Getting a well-deserved nap and driving Mommy and Daddy crazy with the old rubber neck. You can’t get nearly that much accomplished in a bed.

Removing the baby from the car seat involves some unharnessing. Unharnessing is the type of act that is meant to wake up sleeping creatures. I believe unharnessing was invented for no other reason than to annoy people out of peaceful slumber.

What makes it worse is that we have a pacifier clipped to the harness. I can’t tell how many times I thought I’d liberated the baby from his car seat fetters, only to be thwarted by the pacifier strap wrapped around his wrist. The first indication of this little snag is the car seat hovering off the ground when I lift the baby. The second indication is the baby screaming at me for waking him so rudely.

It’s hard to resist rocking the baby to sleep in my arms. It is a nice moment, until it becomes a long afternoon. I adore the child, but I really can’t be without the use of my arms for hours on end. At some point, we need to find a new arrangement.

Getting up from a rocking chair with a sleeping baby is a singular feat of agility. It’s kind of like a limbo dance that culminates in a vault as you slide yourself to the edge of the seat before hurling your torso forward as you try to stick the landing. It’s something to be proud of for sure, if you are the type to take pride in tasks half done.

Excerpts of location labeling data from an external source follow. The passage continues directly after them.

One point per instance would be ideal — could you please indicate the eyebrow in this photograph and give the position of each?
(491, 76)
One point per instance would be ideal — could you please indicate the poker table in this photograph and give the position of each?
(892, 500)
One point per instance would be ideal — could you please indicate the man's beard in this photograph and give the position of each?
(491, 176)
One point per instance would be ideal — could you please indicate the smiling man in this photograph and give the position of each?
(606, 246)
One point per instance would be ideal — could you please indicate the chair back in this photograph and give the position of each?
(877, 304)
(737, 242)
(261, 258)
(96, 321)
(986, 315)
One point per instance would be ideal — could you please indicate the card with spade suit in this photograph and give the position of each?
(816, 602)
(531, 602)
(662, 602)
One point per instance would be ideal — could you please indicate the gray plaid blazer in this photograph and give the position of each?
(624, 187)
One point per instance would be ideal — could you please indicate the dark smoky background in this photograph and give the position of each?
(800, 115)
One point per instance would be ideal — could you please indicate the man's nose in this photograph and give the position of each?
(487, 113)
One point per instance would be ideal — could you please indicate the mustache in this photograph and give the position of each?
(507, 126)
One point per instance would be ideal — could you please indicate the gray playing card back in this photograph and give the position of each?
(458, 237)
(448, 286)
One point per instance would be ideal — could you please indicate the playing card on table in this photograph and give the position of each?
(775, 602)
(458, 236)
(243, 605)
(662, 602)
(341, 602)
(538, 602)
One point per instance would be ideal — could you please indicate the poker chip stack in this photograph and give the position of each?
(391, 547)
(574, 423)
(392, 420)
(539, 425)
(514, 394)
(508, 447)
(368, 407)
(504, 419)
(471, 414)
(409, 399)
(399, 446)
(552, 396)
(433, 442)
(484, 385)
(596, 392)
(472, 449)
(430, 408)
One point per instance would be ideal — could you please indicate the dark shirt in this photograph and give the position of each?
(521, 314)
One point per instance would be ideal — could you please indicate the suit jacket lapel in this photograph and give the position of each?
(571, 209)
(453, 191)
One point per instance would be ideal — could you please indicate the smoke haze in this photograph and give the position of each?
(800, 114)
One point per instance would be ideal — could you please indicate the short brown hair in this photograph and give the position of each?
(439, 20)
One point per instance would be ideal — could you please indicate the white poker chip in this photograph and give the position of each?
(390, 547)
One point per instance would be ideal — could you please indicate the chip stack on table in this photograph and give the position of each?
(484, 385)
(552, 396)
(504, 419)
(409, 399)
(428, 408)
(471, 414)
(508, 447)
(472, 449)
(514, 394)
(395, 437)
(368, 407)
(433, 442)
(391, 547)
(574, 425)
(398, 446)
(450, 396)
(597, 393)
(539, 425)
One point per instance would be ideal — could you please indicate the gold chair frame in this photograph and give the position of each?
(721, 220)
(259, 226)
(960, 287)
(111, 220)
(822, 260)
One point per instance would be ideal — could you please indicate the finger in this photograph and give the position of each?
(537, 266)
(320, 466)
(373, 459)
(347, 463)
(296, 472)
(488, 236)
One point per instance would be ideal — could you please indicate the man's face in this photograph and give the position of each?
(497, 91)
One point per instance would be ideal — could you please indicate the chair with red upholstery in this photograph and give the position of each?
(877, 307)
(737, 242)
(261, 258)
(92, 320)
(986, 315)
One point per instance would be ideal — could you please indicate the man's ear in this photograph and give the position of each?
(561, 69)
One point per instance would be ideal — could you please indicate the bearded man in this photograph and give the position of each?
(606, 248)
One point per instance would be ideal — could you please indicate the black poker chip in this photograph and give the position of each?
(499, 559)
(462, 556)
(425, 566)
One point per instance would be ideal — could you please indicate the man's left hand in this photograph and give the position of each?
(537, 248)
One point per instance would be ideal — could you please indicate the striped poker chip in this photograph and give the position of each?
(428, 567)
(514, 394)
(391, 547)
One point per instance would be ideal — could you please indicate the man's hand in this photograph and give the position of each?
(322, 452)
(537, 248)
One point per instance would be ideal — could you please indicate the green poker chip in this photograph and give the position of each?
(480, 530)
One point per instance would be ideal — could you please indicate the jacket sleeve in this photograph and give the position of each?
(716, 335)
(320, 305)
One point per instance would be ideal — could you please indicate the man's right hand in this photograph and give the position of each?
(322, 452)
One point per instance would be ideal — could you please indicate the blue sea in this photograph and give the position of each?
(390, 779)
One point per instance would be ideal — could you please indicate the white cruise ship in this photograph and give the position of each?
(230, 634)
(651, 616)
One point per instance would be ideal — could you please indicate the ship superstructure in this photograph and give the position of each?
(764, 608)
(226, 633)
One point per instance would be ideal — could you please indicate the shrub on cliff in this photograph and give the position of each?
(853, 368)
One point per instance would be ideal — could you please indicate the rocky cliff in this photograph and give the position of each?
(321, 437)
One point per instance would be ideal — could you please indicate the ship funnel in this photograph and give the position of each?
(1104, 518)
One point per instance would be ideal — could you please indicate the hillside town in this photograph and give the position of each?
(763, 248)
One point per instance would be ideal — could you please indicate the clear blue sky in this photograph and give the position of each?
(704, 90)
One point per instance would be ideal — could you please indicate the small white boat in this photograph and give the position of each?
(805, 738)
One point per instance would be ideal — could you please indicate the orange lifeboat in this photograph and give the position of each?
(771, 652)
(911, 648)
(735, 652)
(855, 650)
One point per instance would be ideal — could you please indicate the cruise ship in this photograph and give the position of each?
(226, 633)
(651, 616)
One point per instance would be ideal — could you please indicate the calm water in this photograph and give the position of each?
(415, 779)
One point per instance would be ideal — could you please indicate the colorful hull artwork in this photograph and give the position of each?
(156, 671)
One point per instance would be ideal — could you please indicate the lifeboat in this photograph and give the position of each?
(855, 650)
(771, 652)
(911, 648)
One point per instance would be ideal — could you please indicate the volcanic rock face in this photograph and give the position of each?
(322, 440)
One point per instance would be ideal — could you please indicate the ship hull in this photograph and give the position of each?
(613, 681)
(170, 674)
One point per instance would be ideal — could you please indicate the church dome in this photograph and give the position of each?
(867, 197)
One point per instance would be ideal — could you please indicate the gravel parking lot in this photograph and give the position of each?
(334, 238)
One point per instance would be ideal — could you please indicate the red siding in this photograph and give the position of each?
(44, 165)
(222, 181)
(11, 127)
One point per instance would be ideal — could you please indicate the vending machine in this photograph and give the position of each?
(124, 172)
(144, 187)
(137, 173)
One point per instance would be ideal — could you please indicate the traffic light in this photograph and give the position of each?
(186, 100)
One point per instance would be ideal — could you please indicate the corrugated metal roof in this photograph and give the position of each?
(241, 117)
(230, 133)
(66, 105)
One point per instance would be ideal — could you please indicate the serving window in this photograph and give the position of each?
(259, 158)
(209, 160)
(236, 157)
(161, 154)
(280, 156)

You’ve still got to get the baby away from your warm, snuggly body and lower him into his bed. Here are a few popular strategies to accomplish that.

  • The Spine Snap: you try to double yourself up and lower your chest right down into the cradle with him.
  • The Forklift: you separate the child from your body first and then lower him with only your hands.
  • The Roll the Dice: you put the baby down in one swift motion and let the chips fall where they may.

The forklift. Notice that the baby’s eyes are open. This attempt failed as soon as it began. I’d like to have shown a successful cradle landing, but the odds of capturing such an event are infinitesimal.

Try whatever method you like; they are all destined to fail. Once in a blue moon, you might be tricked into believing you were successful. This is the rare occasion when the baby would rather sleep than mock Daddy’s feeble efforts. It almost never happens.